Porcellanopagurus edwardsi

Scientific classification
- Kingdom: Animalia
- Phylum: Arthropoda
- Class: Malacostraca
- Order: Decapoda
- Suborder: Pleocyemata
- Infraorder: Anomura
- Family: Paguridae
- Genus: Porcellanopagurus
- Species: P. edwardsi
- Binomial name: Porcellanopagurus edwardsi Filhol, 1885

= Porcellanopagurus edwardsi =

- Genus: Porcellanopagurus
- Species: edwardsi
- Authority: Filhol, 1885

Species of crustacean

Porcellanopagurus edwardsi is a species of hermit crab that lives in the waters around New Zealand and its subantarctic islands.

==Distribution==
Porcellanopagurus edwardsi is found around the Auckland Islands, Campbell Islands, Snares Islands, Stewart Island and along the coast of New Zealand's South Island. The closely related species P. filholi has a more northerly distribution, overlapping with that of P. edwardsi only in the region of the Banks Peninsula.
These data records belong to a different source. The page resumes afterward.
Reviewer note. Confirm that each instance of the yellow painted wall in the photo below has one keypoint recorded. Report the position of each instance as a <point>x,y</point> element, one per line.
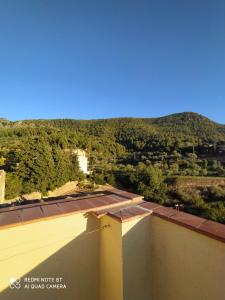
<point>111,276</point>
<point>136,259</point>
<point>185,265</point>
<point>60,247</point>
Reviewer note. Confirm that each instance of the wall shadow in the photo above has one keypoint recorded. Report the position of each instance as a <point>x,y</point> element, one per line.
<point>77,263</point>
<point>137,261</point>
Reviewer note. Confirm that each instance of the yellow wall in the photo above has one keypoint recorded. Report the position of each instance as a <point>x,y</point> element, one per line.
<point>185,264</point>
<point>111,276</point>
<point>60,247</point>
<point>146,258</point>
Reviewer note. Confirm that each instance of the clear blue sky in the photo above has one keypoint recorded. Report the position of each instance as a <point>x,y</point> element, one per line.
<point>96,59</point>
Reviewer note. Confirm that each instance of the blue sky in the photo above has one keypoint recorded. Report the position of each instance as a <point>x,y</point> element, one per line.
<point>97,59</point>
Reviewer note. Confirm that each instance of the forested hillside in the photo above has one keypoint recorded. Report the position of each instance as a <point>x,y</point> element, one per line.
<point>141,154</point>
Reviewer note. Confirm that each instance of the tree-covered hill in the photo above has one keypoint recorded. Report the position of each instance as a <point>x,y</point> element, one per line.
<point>135,153</point>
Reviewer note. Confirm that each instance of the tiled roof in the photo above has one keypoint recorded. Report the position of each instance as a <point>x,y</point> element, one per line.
<point>118,204</point>
<point>125,213</point>
<point>23,214</point>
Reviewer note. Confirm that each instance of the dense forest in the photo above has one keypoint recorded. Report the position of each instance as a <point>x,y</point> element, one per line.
<point>145,155</point>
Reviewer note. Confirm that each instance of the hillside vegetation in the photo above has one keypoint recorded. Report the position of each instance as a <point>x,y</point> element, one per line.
<point>139,154</point>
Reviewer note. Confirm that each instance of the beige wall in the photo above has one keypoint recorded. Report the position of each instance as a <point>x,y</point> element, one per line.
<point>146,258</point>
<point>185,264</point>
<point>61,247</point>
<point>111,264</point>
<point>2,186</point>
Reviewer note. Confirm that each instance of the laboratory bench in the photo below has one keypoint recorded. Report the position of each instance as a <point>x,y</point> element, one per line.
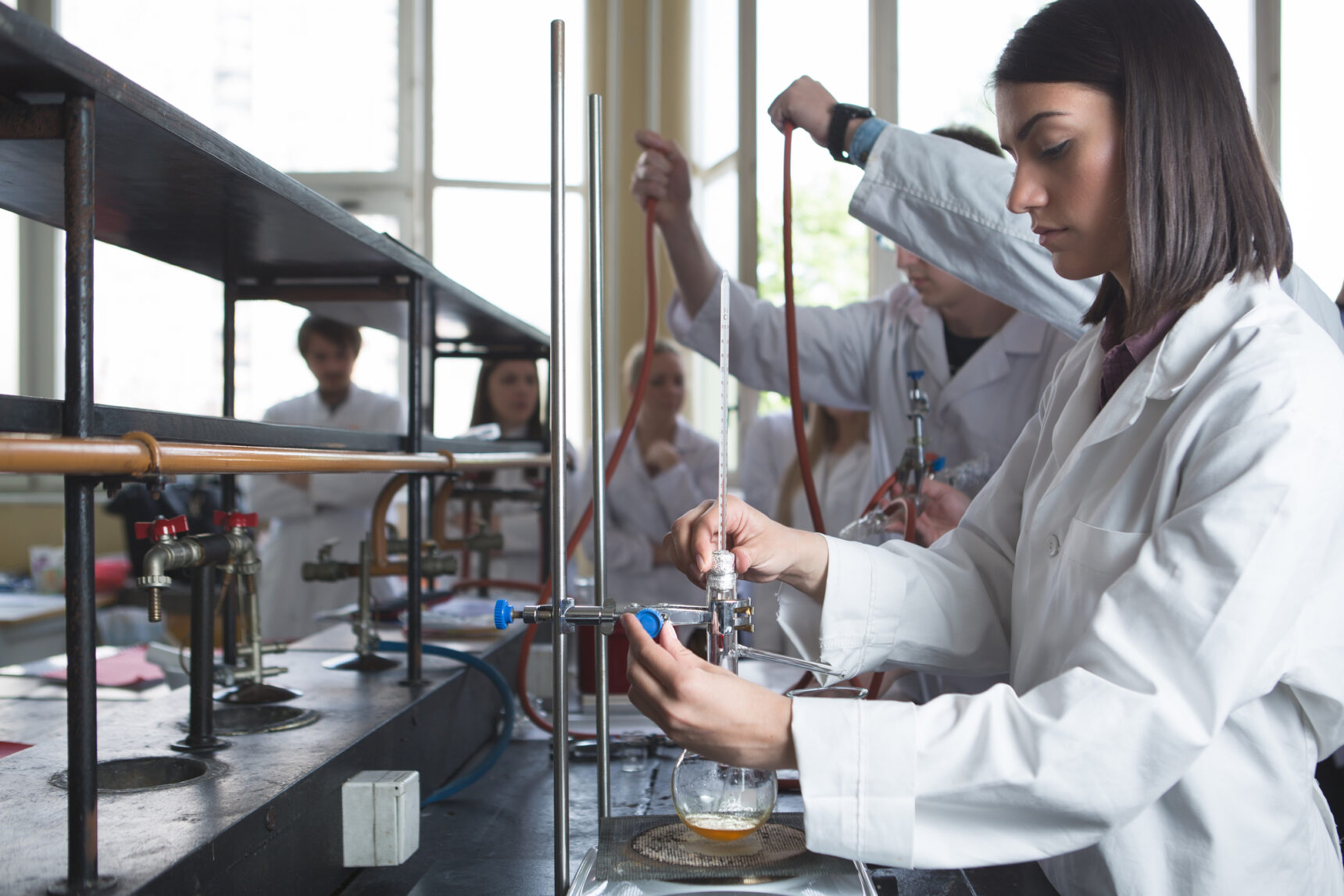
<point>495,837</point>
<point>265,816</point>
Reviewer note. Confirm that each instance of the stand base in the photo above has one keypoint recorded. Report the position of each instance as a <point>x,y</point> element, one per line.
<point>205,746</point>
<point>253,692</point>
<point>360,662</point>
<point>104,884</point>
They are benthic, and live at a depth range of 1-120m.

==Taxonomy==
Porcellanopagurus edwardsi was described by Henri Filhol in 1885 as the only species in a new genus Porcellanopagurus; 12 further species have since been described.

==Life cycle==
P. edwardsi is mostly gonochoric as most members of the order Decapoda are. When mating, they commonly have a courtship ritual and indirectly transfer sperm.

==Description==
Unlike most hermit crabs, Porcellanopagurus edwardsi is almost symmetrical, but its abdomen is bent back over the carapace, so that the pleopods are dorsally situated. The abdomen is "grossly distorted", and is usually covered by the shell of a bivalve or limpet, in contrast to the gastropod shell used by most hermit crabs. The cephalothorax is flattened and extends outwards in a number of lobes, the largest of which is the rostrum at the front of the animal.